Не знаю, вернусь ли когда-нибудь в это место после сегодняшнего, но прямо сейчас знаю, что я именно там, где мне нужно быть.
ГЛАВА 29
Хотела бы сказать, что потеряла счет дням, прошедшим с тех пор, как я в последний раз видела Кингстона, но это было бы ложью.
Прошло тридцать четыре дня.
Я думала, что со временем буду думать о нем меньше. Думала, что его предательство будет гореть все сильнее с каждым днем, пока, в конце концов, не выгорит, и я полностью забуду его. К сожалению, меня мучает прямо противоположное.

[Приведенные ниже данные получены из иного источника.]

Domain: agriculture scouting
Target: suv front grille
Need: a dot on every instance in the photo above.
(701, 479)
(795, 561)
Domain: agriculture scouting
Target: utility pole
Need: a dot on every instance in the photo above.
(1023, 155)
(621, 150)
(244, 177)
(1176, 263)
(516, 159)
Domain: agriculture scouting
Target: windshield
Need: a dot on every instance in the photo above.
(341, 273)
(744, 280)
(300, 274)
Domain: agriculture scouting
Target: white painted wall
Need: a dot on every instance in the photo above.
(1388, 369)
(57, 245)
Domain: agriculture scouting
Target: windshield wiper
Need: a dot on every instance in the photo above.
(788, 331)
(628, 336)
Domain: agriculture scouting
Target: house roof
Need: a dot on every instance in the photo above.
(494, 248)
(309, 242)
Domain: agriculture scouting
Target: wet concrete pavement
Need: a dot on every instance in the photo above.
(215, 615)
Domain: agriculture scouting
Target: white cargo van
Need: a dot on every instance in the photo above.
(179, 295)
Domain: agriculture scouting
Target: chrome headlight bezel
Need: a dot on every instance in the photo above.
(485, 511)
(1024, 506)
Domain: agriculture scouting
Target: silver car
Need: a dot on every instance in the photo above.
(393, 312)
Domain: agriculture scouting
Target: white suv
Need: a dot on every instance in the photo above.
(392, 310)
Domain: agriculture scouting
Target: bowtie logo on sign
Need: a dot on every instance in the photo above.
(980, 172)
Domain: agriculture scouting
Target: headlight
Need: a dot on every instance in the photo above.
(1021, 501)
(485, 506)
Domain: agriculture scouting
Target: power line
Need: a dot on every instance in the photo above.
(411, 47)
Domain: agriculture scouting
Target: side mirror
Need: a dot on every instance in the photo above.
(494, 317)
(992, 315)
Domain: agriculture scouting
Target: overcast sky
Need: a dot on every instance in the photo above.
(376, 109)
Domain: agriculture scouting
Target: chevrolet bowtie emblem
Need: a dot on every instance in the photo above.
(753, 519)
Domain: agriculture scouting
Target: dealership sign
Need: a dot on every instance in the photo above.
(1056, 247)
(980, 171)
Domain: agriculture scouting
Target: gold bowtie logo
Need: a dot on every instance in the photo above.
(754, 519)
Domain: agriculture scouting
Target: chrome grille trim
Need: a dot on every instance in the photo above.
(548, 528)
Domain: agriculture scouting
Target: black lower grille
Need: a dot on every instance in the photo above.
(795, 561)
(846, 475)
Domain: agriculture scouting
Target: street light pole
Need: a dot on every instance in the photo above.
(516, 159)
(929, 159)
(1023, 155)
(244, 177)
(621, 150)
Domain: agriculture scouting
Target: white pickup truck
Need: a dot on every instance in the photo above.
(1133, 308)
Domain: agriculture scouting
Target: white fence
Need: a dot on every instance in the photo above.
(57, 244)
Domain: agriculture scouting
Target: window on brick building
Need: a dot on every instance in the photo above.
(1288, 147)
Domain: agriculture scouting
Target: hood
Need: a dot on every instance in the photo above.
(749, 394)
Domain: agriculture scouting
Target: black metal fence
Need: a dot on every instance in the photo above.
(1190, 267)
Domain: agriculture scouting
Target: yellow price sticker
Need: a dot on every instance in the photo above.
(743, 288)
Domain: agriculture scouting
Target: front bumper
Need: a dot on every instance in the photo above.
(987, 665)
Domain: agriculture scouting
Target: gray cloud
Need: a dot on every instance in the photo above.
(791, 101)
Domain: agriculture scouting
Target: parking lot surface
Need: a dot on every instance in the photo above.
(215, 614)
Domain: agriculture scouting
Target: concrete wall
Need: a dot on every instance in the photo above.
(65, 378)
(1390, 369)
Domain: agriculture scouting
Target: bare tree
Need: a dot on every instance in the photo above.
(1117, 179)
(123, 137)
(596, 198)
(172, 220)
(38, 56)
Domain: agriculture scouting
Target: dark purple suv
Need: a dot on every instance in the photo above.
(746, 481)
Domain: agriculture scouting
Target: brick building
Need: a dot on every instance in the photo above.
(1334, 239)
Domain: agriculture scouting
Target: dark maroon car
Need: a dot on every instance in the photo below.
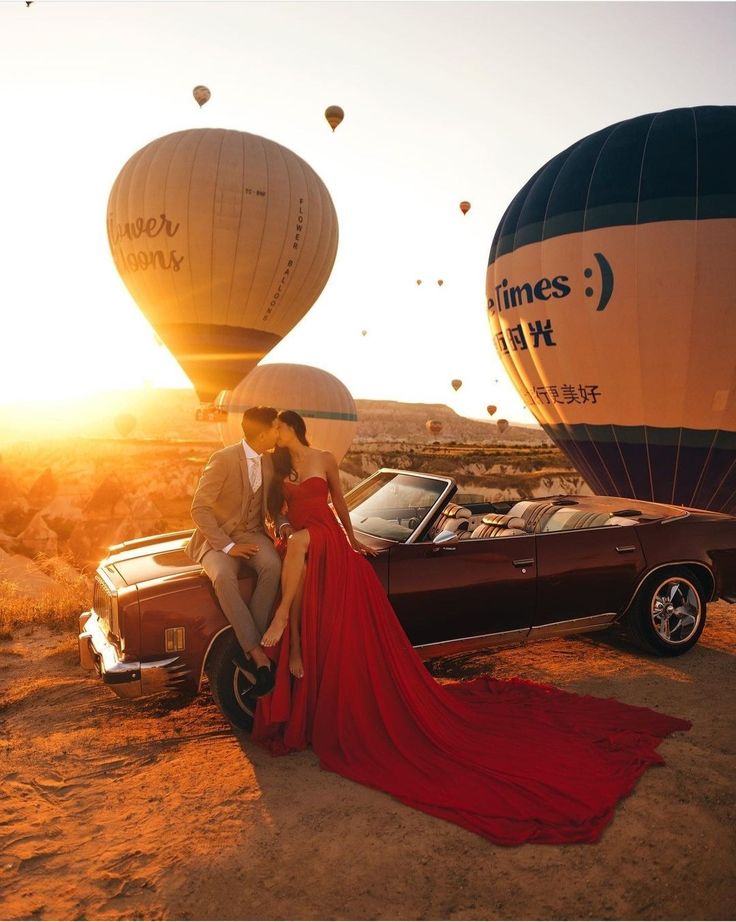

У меня так много вопросов, но я не доверяю ему, чтобы просить его сказать мне правду. И также не могу доверять своим родителям.
Вот почему мне пришлось обратиться к единственному человеку, у которого нет причин лгать мне.
Со своего места у окна кофейни я вижу, как подходит Эйнсли. Она колеблется у двери, как будто сомневается в своем согласии встретиться со мной. Задерживаю дыхание, пока она, наконец, не открывает дверь. Я машу ей, и Эйнсли, не отрывая глаз от пола, направляется ко мне.
Потом встаю, чтобы поприветствовать ее, но мы не обнимаемся и не пожимаем друг другу руки. Невидимый барьер нашей общей истории стоит между нами.
— Спасибо, что пришла.
— Конечно. — Она заказывает латте, и мы говорим о погоде и о том, что наше любимое место для завтраков обанкротилось, пока у нас не заканчиваются темы для светской беседы.
— Эйнсли, я надеялась, что ты сможешь ответить на несколько вопросов о ночи катастрофы.
Ее лицо бледнеет, но она кивает.
— Мне известна история до момента, пока я не упала, но все, что было после этого, не помню.
Она отпивает свой латте и осторожно ставит кружку трясущимися руками.
— Ты можешь рассказать мне, что произошло той ночью?
— Это была моя вина, — говорит она, опустив лицо к своей кружке.
Мое сердце проваливается в пятки от уверенности в ее голосе.
— Что ты имеешь в виду?
Ее взгляд встречается с моим.
— Кингстон хотел тебя. Ты даже не пыталась привлечь его внимание, но он все равно хотел тебя. — Она делает вдох через нос и выдыхает. — Хотел тебя, а не меня.